The new record is done and it heralds a new beginning for Laura Doyle. A complete departure from the electronic fascination of her first CD "No Easy Answers" the new album is all real, all live off the floor, all performance. With a new band she calls Passionfish, a new sound and a new producer, Doyle has never sounded better
Finding it difficult to perform the last record live, Laura Doyle decided she wanted to capture the dynamics of what had already been happening in her live shows. The vision was homespun sophistication, a harmonizing of paradoxes, a balancing of polarities. The songs are just that. Both meticulously arranged and yet freely performed by such great players as Randall Stoll (Tom Cochran & kd Lang) on drums, Miles Hill (Roy Forbes, Dee Daniels) on bass and Lanois-esque guitar work from Andreas Schuld. Producer Graeme Coleman steps out as one of the Westcoast's finest musicians on the piano, adding unforgettable motifs and layering in loads of vibe with intuitive and dynamic Hammond B3 organ performances.

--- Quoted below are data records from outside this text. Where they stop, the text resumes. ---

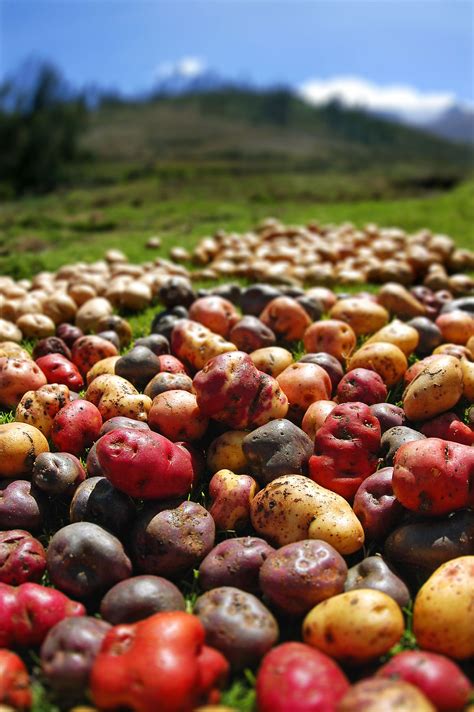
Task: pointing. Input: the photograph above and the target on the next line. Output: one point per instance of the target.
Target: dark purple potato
(97, 500)
(419, 548)
(330, 364)
(429, 335)
(177, 291)
(51, 345)
(254, 299)
(20, 505)
(111, 336)
(388, 415)
(298, 576)
(85, 560)
(375, 505)
(139, 597)
(172, 541)
(374, 573)
(22, 558)
(69, 333)
(165, 381)
(120, 421)
(237, 624)
(394, 438)
(155, 342)
(250, 334)
(277, 448)
(68, 653)
(58, 473)
(138, 366)
(235, 562)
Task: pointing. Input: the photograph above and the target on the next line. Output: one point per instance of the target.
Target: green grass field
(182, 202)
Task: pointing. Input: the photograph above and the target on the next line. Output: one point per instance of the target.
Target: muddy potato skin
(443, 614)
(237, 624)
(297, 576)
(293, 507)
(375, 695)
(354, 627)
(437, 388)
(20, 445)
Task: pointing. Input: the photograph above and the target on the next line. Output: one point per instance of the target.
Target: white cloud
(186, 68)
(403, 100)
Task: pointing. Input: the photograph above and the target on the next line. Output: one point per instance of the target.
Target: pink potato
(176, 415)
(144, 464)
(76, 427)
(361, 385)
(297, 677)
(434, 476)
(16, 377)
(59, 369)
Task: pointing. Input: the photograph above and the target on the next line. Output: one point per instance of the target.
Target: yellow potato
(355, 627)
(436, 389)
(225, 452)
(271, 359)
(399, 334)
(443, 614)
(363, 315)
(384, 358)
(293, 507)
(20, 445)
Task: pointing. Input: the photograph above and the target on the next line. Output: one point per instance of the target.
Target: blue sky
(424, 45)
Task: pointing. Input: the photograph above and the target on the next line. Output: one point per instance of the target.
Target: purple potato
(68, 653)
(139, 597)
(235, 562)
(237, 624)
(375, 505)
(298, 576)
(85, 560)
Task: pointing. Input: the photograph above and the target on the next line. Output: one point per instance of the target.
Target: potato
(374, 695)
(443, 614)
(397, 333)
(363, 315)
(384, 358)
(354, 627)
(226, 452)
(437, 388)
(20, 445)
(293, 507)
(271, 360)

Even in the lyric content the paradoxes continue from the profoundly exotic and sultry "In Everything" to the downright cheeky sass in "Someone" where Doyle writes: they say no man's an island Îcause we're born without our teeth/ you can tell me love ain't worth it but I've seen the way you weep. Her new material has a worldliness, a maturity; a deep understanding of the folly of obsession, the faithless meandering of the runaway, the daily struggle to stay buoyant. Doyle's songs offer something better than pop confection, something much more than self absorbed navel gazing - in the metaphors, in the poetry, in the hypnotic rhythms and sweet voiced laments you may find a kind of redemption and surprising lightness of being.
Laura Doyle's 2001 CD, "No Easy Answers", has been widely featured in movies and TV shows, and not just as obscure background pieces. She has a knack for getting to the heart of things and the entertainment industry has noticed. She now has over twenty TV and film placements including 2 songs featured in the Canadian film "Suddenly Naked" which both earned Genie Award nominations in 2003. This easy marriage with the screen should come as no surprise, as Doyle began her career in the entertainment industry as a TV screenwriter in Los Angeles and Vancouver on mostly teen programs including "Neon Rider", "Madison", MTV's "Undressed" and the CBS drama "Early Edition".
The new CD "dark horse" is being released in May and Laura Doyle plans to spend the summer and fall touring.